No Ceasefire, but Netanyahu Proposes Trump for the Nobel Peace Prize
A new Global South bloc, the Hague Group, will meet July 15 in Bogotá to address Israel’s escalating crimes under international law.

When Israeli Prime Minister Netanyahu illegally began bombing Iran on June 13, he not only succeeded in significantly reducing media coverage of Gaza and undermining Trump’s nuclear diplomacy. He also derailed international efforts to address the underlying source of decades of regional instability: Israel’s illegal occupation of Palestine. Israel’s attack on Iran caused the UN to postpone a conference on the issue, cochaired by France and Saudi Arabia, set to begin on June 17. Proponents hoped it would generate a new international coalition dedicated to establishing a Palestinian state.
Now that broader regional war appears to have been averted, the international community must unite to stop Israel from starving and massacring Gaza and finally address the Israeli occupation, the festering wound that has driven instability in the Middle East for decades.
Netanyahu knows how to manipulate Trump. During his visit to the White House on Monday, he presented Trump with a nomination for the Nobel Peace Prize, an award that Trump has long coveted. Trump has already been nominated by the government of Pakistan as well as a member of Congress. The meeting did not produce a significant announcement, although speculation had swirled that Trump might announce an expansion of the Abraham Accords, perhaps to include Syria, or a ceasefire in Gaza.
But we have been here before. Even if a ceasefire is implemented, we know that Netanyahu will return to bombing Gaza whenever he chooses. A Trump-Netanyahu ceasefire will only provide a temporary respite from the unspeakable horrors that Palestinians in Gaza have had to endure for almost two years, which follow nearly two decades of a crippling blockade. Netanyahu has no intention of ending the Israeli occupation, and Trump has signaled his complete commitment to Netanyahu.
The rest of the world must act. As of now, France and Saudi Arabia have not yet announced if their UN conference will occur; a rescheduled conference might coincide with the UN General Assembly meeting in September. Even if the conference convenes, it is unclear whether the countries involved would impose real consequences on Israel.
Another coalition of countries has emerged that is willing to take action. The Hague Group, a coalition from the Global South cochaired by South Africa and Colombia, will meet in Bogotá on July 15 and 16 for an emergency ministerial meeting on how to stop Israel’s escalating violations of international law, including the crime of genocide. Francesca Albanese, the UN special rapporteur on the Occupied Palestinian Territories, recorded a video urging countries to attend, saying, “Every government that believes in international law and the future of humanity should be there.”

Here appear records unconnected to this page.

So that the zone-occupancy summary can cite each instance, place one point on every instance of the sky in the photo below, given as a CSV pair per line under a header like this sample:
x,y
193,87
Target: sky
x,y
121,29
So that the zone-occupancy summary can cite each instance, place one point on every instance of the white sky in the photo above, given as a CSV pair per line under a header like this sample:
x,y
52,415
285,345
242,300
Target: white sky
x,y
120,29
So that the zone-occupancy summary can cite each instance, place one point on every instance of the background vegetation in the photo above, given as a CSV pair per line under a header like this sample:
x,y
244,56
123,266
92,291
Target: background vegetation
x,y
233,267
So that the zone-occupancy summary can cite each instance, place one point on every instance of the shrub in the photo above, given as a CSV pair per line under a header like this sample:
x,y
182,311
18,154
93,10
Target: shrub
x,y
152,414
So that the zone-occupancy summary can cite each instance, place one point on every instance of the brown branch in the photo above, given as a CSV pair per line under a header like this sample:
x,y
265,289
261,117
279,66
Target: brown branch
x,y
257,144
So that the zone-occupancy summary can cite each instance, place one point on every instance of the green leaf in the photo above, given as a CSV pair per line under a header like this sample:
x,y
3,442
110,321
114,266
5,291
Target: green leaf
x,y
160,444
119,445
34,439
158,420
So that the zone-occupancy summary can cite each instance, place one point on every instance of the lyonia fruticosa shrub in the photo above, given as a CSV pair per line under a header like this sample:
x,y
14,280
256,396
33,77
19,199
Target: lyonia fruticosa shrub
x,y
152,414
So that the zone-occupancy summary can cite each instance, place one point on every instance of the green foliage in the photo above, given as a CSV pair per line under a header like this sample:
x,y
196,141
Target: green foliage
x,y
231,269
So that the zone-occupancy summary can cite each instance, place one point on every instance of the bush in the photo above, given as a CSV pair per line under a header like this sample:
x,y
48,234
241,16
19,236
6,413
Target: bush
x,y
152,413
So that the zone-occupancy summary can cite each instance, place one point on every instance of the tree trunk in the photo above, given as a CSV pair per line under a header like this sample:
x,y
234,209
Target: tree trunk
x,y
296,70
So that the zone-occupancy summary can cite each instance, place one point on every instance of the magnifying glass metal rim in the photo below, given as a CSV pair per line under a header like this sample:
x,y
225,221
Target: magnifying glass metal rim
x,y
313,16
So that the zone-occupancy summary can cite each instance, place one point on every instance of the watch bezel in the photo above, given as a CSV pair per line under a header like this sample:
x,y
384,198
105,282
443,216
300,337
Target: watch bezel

I was involved with the preparations for the now postponed UN conference, and I will be attending the emergency meeting in Bogotá, which I hope will help to galvanize a global movement to both stop Israel’s genocide and evade Washington’s efforts to shield Tel Aviv from accountability.
This is what I hope will come out of the emergency meeting in Bogotá: Where political will is greatest, states should impose an arms embargo on Israel; restrict visas and freeze the assets of all senior government and military officials; impose trade and import restrictions; bar Israeli participation in international cultural events and competitions. These measures reflect similar consequences imposed upon Russia for its illegal invasion of Ukraine.
For countries interested in less stringent but still meaningful sanctions, they could impose visa bans on Netanyahu and Gallant, the two Israeli leaders under International Criminal Court warrant, and label settlement goods at the point of sale.
Critics fear that the only countries that matter are those least likely to act: the United States, Germany, and the UK, which provide the bulk of weapons used in Israeli atrocities. Meanwhile, the EU is Israel’s largest trading partner, yet for the EU to act collectively often requires full consensus.
Yet that does not preclude EU members from taking individual action, as Ireland and Spain have done. Even in the absence of American or European participation, a coalition of the willing can impose real consequences, similar to international pressure on apartheid South Africa that eventually grew into a global movement.
If the international community continues to fail to impose consequences on Israel, this will reiterate the message of impunity that the world has sent Israel for decades, a message that emboldened members of the IDF to not only engage in horrifying abuses but to gleefully publish their crimes online.
Netanyahu briefly succeeded in distracting the world from Israel’s crimes in Gaza. The world must unite with coordinated action to finally impose consequences and end both the genocide and the occupation.